As a cum laude major in chemical engineering at Yale, Sam had a grasp of scientific vocabulary beyond many of us. But he was a Midwesterner, schooled in modesty, and he wore his brilliance lightly. He was born in Cincinnati, the son of Alvin and Martha Knoll. His high school, Walnut Hills, was one of the nation’s finest. At Yale, he found time to take his nose out of the dictionary for well-lubricated fellowship at Phi Gamma Delta and to pursue his musical interests in the Glee Club, the Augmented Seven, and the Whiffs. None of these activities prevented him from being elected to the engineering honor society, Tau Beta Pi, and receiving the New York Yale Club High Scholar Award and Prize for Excellence in Chemical Engineering.

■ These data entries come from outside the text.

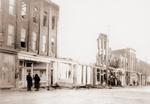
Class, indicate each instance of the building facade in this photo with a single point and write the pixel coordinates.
(28, 40)
(102, 58)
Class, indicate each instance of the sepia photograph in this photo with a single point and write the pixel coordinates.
(74, 52)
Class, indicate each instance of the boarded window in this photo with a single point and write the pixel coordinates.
(11, 32)
(23, 37)
(12, 7)
(23, 9)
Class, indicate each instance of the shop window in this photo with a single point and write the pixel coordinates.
(35, 17)
(45, 19)
(34, 39)
(23, 9)
(53, 45)
(28, 64)
(43, 43)
(0, 5)
(23, 37)
(98, 74)
(12, 7)
(11, 33)
(53, 22)
(20, 74)
(1, 37)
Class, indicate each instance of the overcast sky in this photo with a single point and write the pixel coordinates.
(81, 21)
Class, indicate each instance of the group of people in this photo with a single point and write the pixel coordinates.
(36, 79)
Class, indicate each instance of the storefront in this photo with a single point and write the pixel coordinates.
(7, 70)
(35, 65)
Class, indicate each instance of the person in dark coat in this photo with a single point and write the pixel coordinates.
(29, 82)
(36, 82)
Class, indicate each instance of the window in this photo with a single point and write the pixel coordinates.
(11, 32)
(1, 37)
(34, 39)
(45, 19)
(12, 7)
(43, 43)
(23, 37)
(35, 17)
(23, 9)
(53, 22)
(53, 45)
(98, 74)
(0, 5)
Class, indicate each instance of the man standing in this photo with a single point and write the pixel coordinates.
(29, 82)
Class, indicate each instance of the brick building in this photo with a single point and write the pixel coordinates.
(28, 40)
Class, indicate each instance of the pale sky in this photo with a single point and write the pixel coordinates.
(81, 21)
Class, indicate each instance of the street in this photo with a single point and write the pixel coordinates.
(136, 95)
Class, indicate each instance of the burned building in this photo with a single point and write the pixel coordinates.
(28, 40)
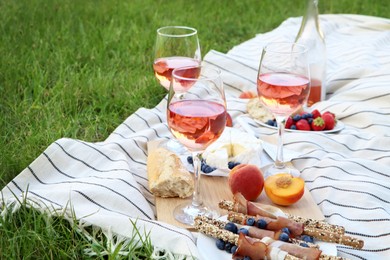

He received an MBA, magna cum laude, from Stanford. He married a hometown girl, Carol Hines, who survives him. They raised three children, Sam II, Charles and Katherine, who also survive him. He went on to a successful business career during which he was CFO of Canberra Industries and later owner and president of Home Health Products. Community-spirited, he was Senior Warden at St. Paul’s Episcopal Church in New Haven, and an active board member of the Virginia Beach Public Library.
Sam spent his summers near or on the water. He and his family had a beautiful place on the Leelenau Peninsula of Michigan, and as a member of the Omena-Traverse Yacht Club, he expertly navigated the tricky waters of Lake Michigan. During other summers, on Martha’s Vineyard, he excelled at clam digging and epic water-gun fights with his grandchildren, Hunter, Jack, Griffin, Harry and Samantha. His second wife, Sharon Ladd, a fine skipper, was equally at home on the water. Always the good citizen, Sam was president of the Omena Village Preservation Association and active in SCORE, the nation’s largest association of volunteer business mentors. But he was perhaps proudest of his membership in Knot’s Beer Club, a venerable watering hole in Omena, on whose ceiling his name is forever inscribed.
Notwithstanding his love of a good time (as a Whiff he was a member of the “hard core,” noted for their reluctance to call it a night), Sam exuded a quiet, reliable steadiness. Several years after Yale, he joined a few Whiffs and their wives and girlfriends on a sailing holiday from Essex, Connecticut to Halifax, Nova Scotia. The voyage was perilous, beset with high seas, loss of radar and hangovers. As they approached the Isles of Shoals, their visibility was obliterated by fog. The wind was howling; the boat heaving. Sam took the helm and with expert reckoning somehow steered them to safe harbor.